Correctness: some mappings offer a higher level of correctness than others. Identity mapping, for example, is correct for many - but certainly not all - packages. Resolving a dependency via a locally installed package offers a higher guarantee of correctness.
Transparency: we should be able to trace back what mapping was used to resolve any given dependency. This allows users to discover where they may improve the information passed to FawltyDeps (e.g. using --pyenv to point at the most appropriate Python environments). It also makes it much easier for us to diagnose where FawltyDeps itself might be improved.

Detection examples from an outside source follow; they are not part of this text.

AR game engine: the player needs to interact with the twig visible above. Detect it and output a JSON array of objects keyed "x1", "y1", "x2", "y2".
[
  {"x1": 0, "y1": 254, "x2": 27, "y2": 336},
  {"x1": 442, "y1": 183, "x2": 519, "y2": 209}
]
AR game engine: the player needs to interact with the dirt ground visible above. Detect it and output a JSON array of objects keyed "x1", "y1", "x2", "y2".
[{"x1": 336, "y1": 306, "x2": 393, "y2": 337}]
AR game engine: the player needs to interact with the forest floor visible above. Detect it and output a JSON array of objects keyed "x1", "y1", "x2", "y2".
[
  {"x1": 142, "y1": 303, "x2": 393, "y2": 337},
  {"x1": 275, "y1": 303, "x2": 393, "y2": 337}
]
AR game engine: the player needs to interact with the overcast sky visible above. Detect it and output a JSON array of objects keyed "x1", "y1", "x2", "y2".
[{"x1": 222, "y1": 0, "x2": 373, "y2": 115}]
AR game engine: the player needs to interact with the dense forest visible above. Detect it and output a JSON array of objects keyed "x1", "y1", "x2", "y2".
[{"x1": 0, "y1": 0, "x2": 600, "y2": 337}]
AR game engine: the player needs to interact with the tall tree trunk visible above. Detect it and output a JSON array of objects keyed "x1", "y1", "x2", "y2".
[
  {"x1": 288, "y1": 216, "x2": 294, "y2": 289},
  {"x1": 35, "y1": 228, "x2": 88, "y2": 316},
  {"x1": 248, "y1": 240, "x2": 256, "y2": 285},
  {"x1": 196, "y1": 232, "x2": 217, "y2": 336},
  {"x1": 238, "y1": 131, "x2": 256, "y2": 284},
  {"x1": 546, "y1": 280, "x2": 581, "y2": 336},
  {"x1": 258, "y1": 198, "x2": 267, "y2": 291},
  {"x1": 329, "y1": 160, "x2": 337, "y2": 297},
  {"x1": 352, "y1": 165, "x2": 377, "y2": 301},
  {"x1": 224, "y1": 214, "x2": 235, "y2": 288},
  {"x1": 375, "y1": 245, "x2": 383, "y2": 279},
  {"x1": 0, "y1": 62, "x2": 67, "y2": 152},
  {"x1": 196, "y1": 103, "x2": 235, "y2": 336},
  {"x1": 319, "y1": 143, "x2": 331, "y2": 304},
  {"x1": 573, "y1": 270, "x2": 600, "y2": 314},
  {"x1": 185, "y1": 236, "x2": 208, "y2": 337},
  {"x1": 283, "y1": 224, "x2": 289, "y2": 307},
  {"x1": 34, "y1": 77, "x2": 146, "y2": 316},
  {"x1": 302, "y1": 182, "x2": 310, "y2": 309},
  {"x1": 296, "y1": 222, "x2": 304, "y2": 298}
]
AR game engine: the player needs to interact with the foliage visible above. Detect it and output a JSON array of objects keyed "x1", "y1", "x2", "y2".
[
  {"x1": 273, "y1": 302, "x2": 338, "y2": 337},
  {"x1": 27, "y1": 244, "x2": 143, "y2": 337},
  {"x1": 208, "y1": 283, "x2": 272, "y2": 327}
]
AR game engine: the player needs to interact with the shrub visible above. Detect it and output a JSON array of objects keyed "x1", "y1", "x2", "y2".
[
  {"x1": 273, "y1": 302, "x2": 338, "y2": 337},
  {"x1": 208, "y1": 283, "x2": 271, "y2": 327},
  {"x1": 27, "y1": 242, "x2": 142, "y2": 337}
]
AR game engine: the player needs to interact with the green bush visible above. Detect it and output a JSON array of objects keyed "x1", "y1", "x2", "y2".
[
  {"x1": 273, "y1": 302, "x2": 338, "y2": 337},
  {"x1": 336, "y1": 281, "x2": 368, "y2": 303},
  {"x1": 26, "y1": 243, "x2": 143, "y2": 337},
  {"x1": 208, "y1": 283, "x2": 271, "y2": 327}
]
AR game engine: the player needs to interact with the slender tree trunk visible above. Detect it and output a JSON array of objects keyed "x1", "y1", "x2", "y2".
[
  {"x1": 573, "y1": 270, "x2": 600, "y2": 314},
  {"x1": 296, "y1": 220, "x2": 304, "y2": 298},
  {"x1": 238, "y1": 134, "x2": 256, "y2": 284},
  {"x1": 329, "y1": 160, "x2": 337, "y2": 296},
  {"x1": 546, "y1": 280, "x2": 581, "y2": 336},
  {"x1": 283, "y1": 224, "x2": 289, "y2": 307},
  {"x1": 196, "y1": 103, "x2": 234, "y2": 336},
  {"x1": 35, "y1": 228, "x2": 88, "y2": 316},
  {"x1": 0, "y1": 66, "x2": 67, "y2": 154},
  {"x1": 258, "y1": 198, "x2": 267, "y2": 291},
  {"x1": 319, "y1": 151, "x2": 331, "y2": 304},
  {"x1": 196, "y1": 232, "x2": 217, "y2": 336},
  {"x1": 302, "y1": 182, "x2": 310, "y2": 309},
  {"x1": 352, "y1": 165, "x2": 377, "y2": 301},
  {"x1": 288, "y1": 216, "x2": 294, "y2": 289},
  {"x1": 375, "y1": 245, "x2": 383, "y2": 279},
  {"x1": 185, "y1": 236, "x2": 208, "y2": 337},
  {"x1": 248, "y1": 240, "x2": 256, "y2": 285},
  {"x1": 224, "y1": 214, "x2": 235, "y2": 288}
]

First, let’s start by repeating our available strategies:

Identity mapping: The simplest strategy, but also the worst. We would like to avoid using it as much as possible.
Looking at locally installed packages: Our best option in terms of correctness, but not always complete: sometimes we have to concede that not all dependencies are available in a local Python environment, so we still need a fallback strategy.
Installing packages (from PyPI) into a temporary virtualenv: The ultimate fallback solution, but quite heavy-weight, and not always suitable (e.g. in a restricted CI environment). Hence, we put this behavior behind the --install-deps option.
Custom/user-defined mapping: Allow the user to have the final say in how dependencies are mapped into imports. This strategy should override the other strategies, but we expect few users will want to go through the fuss of defining their own mapping, so we cannot rely on this being used commonly.

Now, we need to figure out how to combine these strategies in the best way.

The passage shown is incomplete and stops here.